Not only is this a proper wood aged stout, it's an absolutely fantastic one, made using the standard Old Rasputin IRS, an outstanding 'standard' version of the style, as the base. The Old Rasputin has been available in this market for at least a year, and that was exciting enough in itself for BC beer lovers. The 12th anniversary, however, takes the joy to the next level.
This beer smells like goodness: vanilla, biscuit, nuts - all very clear bourbon notes. However, you can also smell the nice roasty elements of the malt through all this. And, unlike some beers made in this style, the Old Rasputin 12th Anniversary is balanced and does not hide the stout beneath the wood. The palate is out of this world yummy: hazlenuts, candied almonds, vanilla, biscuits, and roasted coffee and dark chocolate from the malts.
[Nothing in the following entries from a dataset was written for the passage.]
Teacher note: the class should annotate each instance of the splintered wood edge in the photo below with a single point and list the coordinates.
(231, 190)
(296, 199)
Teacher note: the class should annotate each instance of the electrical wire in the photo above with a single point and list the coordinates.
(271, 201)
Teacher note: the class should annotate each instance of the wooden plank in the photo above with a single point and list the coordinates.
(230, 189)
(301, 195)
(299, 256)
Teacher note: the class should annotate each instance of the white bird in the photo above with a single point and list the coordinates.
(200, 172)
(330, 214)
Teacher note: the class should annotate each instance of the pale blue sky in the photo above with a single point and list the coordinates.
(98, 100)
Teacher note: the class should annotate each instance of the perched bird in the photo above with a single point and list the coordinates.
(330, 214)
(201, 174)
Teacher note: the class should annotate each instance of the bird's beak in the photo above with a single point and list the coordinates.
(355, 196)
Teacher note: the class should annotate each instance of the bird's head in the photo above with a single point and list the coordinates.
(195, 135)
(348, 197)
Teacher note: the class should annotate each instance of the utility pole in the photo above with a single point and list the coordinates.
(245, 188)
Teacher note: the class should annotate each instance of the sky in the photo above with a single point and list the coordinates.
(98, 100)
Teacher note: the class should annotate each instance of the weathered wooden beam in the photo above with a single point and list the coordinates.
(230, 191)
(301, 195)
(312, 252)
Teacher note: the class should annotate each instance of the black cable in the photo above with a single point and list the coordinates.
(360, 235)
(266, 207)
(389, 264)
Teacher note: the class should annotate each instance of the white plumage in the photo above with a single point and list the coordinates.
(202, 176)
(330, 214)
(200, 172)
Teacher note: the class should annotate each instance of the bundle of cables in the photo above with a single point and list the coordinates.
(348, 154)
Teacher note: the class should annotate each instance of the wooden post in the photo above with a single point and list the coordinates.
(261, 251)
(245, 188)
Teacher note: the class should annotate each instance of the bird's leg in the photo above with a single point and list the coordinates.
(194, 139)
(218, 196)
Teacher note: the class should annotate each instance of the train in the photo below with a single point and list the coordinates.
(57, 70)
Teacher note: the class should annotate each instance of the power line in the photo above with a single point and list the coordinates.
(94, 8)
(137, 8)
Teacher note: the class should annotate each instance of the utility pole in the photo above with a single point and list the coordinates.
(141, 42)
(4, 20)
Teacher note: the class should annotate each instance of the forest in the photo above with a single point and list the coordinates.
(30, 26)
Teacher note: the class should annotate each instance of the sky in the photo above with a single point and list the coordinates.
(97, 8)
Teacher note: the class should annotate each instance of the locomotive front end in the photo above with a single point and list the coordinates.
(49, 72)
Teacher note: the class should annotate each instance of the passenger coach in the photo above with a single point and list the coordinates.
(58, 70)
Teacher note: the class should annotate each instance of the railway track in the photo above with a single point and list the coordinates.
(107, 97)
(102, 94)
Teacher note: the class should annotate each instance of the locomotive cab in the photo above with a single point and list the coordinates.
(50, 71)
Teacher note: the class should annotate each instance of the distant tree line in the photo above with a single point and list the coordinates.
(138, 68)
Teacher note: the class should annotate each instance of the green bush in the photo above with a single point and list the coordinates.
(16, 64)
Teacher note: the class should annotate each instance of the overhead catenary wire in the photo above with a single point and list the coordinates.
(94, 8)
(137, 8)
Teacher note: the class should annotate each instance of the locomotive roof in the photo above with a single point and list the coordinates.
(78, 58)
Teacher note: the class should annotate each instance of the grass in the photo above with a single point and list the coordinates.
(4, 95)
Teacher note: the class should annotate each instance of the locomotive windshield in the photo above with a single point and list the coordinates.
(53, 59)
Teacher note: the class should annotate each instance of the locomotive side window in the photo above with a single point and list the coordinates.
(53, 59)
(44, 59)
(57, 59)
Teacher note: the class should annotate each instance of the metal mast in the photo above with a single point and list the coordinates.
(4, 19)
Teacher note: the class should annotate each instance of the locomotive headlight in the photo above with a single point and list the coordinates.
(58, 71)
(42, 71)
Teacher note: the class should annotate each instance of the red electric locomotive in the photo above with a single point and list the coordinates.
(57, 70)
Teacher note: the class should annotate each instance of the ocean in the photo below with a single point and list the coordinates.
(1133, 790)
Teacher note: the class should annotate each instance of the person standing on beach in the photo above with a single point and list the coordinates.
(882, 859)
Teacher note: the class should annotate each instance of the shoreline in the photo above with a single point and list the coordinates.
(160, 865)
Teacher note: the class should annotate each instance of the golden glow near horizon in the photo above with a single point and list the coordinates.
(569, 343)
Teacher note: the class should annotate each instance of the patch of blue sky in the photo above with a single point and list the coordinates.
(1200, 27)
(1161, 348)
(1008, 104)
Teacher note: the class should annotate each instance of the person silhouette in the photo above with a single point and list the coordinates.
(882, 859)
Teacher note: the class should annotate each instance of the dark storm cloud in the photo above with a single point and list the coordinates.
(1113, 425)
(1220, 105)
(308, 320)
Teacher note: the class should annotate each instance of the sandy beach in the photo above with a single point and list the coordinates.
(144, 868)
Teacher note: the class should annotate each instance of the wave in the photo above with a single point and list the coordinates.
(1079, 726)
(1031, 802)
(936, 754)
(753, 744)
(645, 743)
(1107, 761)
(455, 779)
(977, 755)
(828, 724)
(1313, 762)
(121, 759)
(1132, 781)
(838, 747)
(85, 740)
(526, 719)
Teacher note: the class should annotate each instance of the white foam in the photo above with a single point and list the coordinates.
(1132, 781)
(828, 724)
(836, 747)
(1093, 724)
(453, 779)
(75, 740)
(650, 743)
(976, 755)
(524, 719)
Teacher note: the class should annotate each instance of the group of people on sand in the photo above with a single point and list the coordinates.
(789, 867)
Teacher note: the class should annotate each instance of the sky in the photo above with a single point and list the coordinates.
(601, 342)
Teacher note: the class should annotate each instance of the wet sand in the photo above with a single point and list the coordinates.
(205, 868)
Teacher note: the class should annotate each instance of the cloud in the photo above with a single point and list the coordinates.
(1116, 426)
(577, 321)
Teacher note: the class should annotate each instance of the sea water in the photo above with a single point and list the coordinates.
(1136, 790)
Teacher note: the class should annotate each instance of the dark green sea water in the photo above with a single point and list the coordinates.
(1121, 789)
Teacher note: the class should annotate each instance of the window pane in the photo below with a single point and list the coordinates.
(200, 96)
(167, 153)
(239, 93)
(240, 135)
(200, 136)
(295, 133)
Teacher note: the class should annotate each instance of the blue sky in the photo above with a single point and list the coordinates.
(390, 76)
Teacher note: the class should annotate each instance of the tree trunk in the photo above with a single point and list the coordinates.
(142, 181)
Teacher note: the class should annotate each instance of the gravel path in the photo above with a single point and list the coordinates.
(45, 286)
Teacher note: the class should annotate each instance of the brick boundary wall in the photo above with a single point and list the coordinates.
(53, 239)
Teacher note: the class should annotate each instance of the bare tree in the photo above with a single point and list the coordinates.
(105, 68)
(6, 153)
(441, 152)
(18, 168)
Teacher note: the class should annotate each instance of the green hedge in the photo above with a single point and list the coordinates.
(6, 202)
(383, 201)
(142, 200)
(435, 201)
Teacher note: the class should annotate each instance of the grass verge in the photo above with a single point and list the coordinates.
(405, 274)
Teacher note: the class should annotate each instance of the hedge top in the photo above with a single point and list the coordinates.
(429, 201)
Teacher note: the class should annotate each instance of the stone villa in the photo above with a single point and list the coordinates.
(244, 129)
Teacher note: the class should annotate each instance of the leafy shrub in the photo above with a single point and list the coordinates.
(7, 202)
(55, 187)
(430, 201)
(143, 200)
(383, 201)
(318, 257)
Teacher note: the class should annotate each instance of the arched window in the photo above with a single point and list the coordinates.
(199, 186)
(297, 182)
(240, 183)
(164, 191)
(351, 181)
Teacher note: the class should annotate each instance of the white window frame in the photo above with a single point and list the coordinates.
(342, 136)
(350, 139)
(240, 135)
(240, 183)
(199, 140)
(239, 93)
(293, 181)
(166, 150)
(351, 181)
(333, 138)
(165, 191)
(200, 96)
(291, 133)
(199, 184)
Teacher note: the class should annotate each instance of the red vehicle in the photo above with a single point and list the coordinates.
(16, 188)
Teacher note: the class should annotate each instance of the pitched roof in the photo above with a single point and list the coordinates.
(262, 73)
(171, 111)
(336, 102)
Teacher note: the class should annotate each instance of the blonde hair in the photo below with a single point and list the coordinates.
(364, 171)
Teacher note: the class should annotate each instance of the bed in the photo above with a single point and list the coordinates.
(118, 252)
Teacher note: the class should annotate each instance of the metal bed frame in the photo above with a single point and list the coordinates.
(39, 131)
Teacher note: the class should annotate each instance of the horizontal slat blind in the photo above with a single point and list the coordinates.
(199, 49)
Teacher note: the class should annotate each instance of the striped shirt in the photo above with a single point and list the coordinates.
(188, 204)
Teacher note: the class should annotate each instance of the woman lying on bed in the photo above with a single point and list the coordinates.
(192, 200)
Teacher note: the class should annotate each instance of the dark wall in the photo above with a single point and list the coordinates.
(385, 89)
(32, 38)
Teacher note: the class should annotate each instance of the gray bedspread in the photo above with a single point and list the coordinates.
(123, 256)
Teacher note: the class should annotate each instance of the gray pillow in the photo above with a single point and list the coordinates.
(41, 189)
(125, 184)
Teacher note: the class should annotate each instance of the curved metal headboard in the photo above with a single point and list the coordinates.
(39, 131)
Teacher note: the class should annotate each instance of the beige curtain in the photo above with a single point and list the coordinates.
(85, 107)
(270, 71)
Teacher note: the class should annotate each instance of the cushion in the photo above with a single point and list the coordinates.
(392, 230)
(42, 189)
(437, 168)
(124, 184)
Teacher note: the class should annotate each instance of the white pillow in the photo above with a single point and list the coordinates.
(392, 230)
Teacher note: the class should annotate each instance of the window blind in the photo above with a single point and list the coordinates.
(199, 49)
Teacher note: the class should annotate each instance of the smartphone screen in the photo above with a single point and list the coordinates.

While this will definitely get better with age, it's also drinking great right now and is smooth and creamy and hides its 11% booze very well. An impeccably balanced beer and one of the best barrel aged stouts I've had the fortune of tasting.
The one downside here is the price of this beer in this market which is more than double what you would pay for this in the U.S. - of course due to the high markups and taxes from our ludicrous liquor distribution and regulation system. However, even at the crazy inflated price, this beer is a must buy for any beer lover in the province. Get it for a christmas gift if you have to, but do yourself a favour and drink this beer. There is a reason I'm giving it my highest rating.
$26 at Viti and Brewery Creek
NB: I have to apologize for all the superlatives, but this is truly both an exciting beer and an exciting moment for the BC craft beer community. I plan to help support this movement by attending tomorrow's Winter Caskival at DIX in downtown Vancouver. I hope some of you can join me.